Il aurait été judicieux que ce dernier trouve un terrain d’entente avec son numéro 2. Et si de grosses dissensions avaient lieu, il aurait été plus opportun de les régler tranquillement en interne. Quand on vise à reconstruire un parti défait aux dernière élections, il faut savoir écouter toutes les sensibilités qui compose le parti. Et s’appuyer sur son numéro 2 comme un binôme complémentaire. Ainsi, comme disait très justement le maire de Cannes, David Lisnard, il faut un corpus fort d’idées où le débat, l’écoute des différentes sensibilités permettent d’enrichir les idées et les propositions que veulent défendre les LR. “Les négociation d’arrière cuisine politique” n’ont plus lieu d’être. Une nouvelle génération performante d’élus républicains est dans les starting-block. Il faudra composer avec et écouter ces jeunes qui ont le mérite d’être plus ancré dans la réalité de ce que vivent les français que les vieux dinosaures Républicains.
Un proche d’Eric Ciotti qui a voulu rester anonyme, nous confiait que le député “n’écoutait plus que lui-même, il a de moins en moins confiance en ceux qui l’entourent (…) Espérons que c’est une mauvaise passe et qu’il va s’ouvrir un peu aux autres, on a des élus jeunes et qualitatifs dans le parti, il faut commencer à construire l’avenir”

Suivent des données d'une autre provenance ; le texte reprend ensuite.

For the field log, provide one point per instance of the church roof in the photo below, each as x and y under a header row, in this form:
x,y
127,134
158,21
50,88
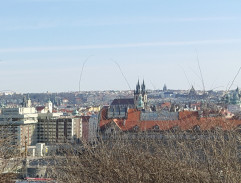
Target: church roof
x,y
124,101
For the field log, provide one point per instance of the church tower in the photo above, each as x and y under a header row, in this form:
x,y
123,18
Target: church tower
x,y
137,93
144,94
140,94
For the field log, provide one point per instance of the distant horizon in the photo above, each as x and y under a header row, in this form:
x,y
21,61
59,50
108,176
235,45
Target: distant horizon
x,y
51,45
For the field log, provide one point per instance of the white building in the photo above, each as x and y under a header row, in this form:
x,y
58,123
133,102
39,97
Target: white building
x,y
19,124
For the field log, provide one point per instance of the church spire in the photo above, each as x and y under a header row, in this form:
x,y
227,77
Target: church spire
x,y
143,88
138,87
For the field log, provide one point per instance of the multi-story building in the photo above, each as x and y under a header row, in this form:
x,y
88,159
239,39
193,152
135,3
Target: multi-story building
x,y
55,128
19,124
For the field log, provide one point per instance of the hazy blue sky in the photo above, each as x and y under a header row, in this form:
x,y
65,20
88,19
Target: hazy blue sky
x,y
44,43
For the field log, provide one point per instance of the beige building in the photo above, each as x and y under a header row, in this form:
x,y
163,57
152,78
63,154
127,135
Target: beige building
x,y
19,124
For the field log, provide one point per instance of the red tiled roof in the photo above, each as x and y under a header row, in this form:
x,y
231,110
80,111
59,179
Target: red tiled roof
x,y
40,108
187,121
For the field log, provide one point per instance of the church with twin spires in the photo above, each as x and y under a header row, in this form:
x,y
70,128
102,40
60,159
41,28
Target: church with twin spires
x,y
140,96
119,107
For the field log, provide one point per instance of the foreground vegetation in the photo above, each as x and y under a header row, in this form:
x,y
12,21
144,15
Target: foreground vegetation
x,y
215,158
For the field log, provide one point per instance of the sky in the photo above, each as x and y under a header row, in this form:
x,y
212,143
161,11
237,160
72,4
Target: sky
x,y
72,45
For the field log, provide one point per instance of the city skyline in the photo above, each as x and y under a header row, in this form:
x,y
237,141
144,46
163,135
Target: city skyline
x,y
44,44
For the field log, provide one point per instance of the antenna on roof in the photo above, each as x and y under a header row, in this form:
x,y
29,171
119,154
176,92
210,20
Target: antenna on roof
x,y
234,79
121,72
153,85
185,75
200,72
80,77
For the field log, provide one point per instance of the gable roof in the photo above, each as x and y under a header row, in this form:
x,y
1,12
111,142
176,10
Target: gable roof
x,y
124,101
187,121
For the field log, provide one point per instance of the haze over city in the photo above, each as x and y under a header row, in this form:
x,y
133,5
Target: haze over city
x,y
44,44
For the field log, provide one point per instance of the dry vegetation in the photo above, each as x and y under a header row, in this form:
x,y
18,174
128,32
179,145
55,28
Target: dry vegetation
x,y
212,156
9,157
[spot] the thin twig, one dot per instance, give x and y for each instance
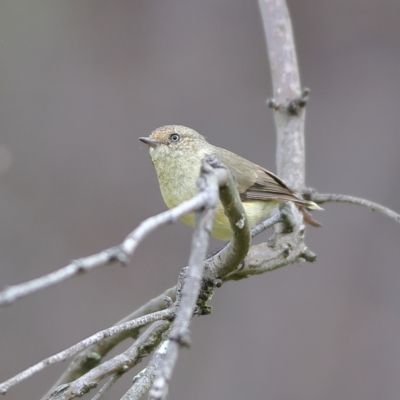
(290, 155)
(119, 364)
(144, 379)
(121, 253)
(342, 198)
(78, 347)
(111, 381)
(92, 356)
(187, 298)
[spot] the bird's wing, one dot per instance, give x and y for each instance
(255, 183)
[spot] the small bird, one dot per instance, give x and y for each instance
(176, 152)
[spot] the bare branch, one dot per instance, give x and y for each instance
(143, 381)
(93, 355)
(71, 351)
(111, 381)
(120, 364)
(286, 248)
(342, 198)
(179, 335)
(121, 253)
(290, 156)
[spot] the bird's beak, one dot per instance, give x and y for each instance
(149, 141)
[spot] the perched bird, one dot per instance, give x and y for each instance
(176, 152)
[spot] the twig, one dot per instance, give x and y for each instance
(93, 355)
(120, 364)
(286, 248)
(342, 198)
(78, 347)
(290, 156)
(111, 381)
(121, 253)
(262, 226)
(143, 381)
(187, 298)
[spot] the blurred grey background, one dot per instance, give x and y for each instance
(80, 81)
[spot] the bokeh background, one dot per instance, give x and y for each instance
(80, 81)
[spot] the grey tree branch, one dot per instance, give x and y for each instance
(119, 364)
(290, 155)
(71, 351)
(143, 381)
(111, 381)
(342, 198)
(187, 299)
(121, 253)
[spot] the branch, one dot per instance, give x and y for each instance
(92, 356)
(290, 155)
(71, 351)
(121, 253)
(342, 198)
(233, 254)
(144, 379)
(118, 365)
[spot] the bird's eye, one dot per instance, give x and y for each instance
(174, 137)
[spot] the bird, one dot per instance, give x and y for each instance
(176, 152)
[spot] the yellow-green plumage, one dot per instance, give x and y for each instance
(177, 164)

Dans tous les cas, le chemin est encore long avant les prochaines élections présidentielles mais entre les égos au sein du parti, les différentes sensibilités qui prennent de l’ampleur comme Nouvelle Energie de David Lisnard, la Droite populaire d’Aurélien Pradié ou la vision de Bruno Retailleau, la solution réside certainement à regrouper toutes ses forces et de les utiliser pour en tirer la quintessence afin de construire la droite de demain. Il devra sortir de son clanisme avec lequel il a l’habitude de gouverner dans le département et commencer à attirer la nouvelle génération. Eric Ciotti doit être le sage et non l’autocrate du parti. Le chef d’orchestre des différents courants. Rassembler par le diktat et l’autorité forcée ne pourra que lui causer du tord, et condamnera le parti. Mais en est-il réellement capable ?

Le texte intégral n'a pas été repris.